Louise Penny's monthly newsletter is always an entertaining read too. It's almost like getting a letter from a friend. You can sign up to read her newsletters here. One bit of recent news from her is her husband's recent Alzheimer's diagnosis. She writes with such affecting openness about how this has affected their lives.


Cozies

My brother-in-law, Jeff, enjoys traditional mysteries and is a big-time completist when it comes to series. Once he starts a series, if he likes the first book, he plows through the entire series, usually without a break.

Jeff was the one who first told me about Kerry Greenwood's Phryne Fisher series years ago, and that's now up to 20 books. I think I told him about Rhys Bowen's Her Royal Spyness cozies, about the impoverished Lady Georgiana Rannoch, who is 30-somethingth in line for the throne of England. That reminded him of another Englishwoman, Daisy Dalrymple, who decides to make her own living as a journalist rather than rely on her Viscount father.

Daisy's connections to the members of the upper crust allow her to access the kinds of places that are closed to working-class types like police detectives. St. Martin's publishes attractive paperbacks of the series, and seems to be starting over at the beginning. The first book, Death at Wentwater Court, was just republished in March.


What makes a good spy novel?

I was on a real run with C-initialed topics, but I can't resist adding one of these things that's not like the others. "What makes a good spy novel?" is the question recently asked of Olen Steinhauer in The New York Times. As a voracious reader of espionage novels, I was taken by his response:

Depends on the reader. For me, it’s the moral muddiness of the ends/means equation that comes up more often in spy fiction than in, say, murder mysteries.
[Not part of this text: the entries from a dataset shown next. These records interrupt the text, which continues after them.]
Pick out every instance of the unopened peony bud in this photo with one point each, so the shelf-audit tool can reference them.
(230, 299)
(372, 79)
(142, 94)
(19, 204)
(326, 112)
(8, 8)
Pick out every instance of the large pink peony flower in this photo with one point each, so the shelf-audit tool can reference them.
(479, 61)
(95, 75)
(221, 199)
The best espionage stories not only ask questions about how spying is performed, but they also question the value of the job itself. And when the profession becomes a metaphor for living, the spy novel can delve into the very questions of existence, while thrilling the reader with a convoluted plot. Do all that well, and you’ve got a potential classic on your hands.

I'd say that quote is a particularly apt description of Steinhauer's newest novel, All the Old Knives (Minotaur Books, March 2015).

1 comment:

  1. You're not the only one still thinking about Atkinson's Life After Life, Sister Mary. I'm champing at the bit to read her A God in Ruins.

    Olen Steinhauer's All the Old Knives has former lovers Celia and Henry meeting for dinner at the Rendez-vous restaurant in Carmel, California. The two were CIA case officers during a catastrophe in Vienna, and dinner is a delicious meal of probes and parries and different perspectives. I agree with you, it's terrific.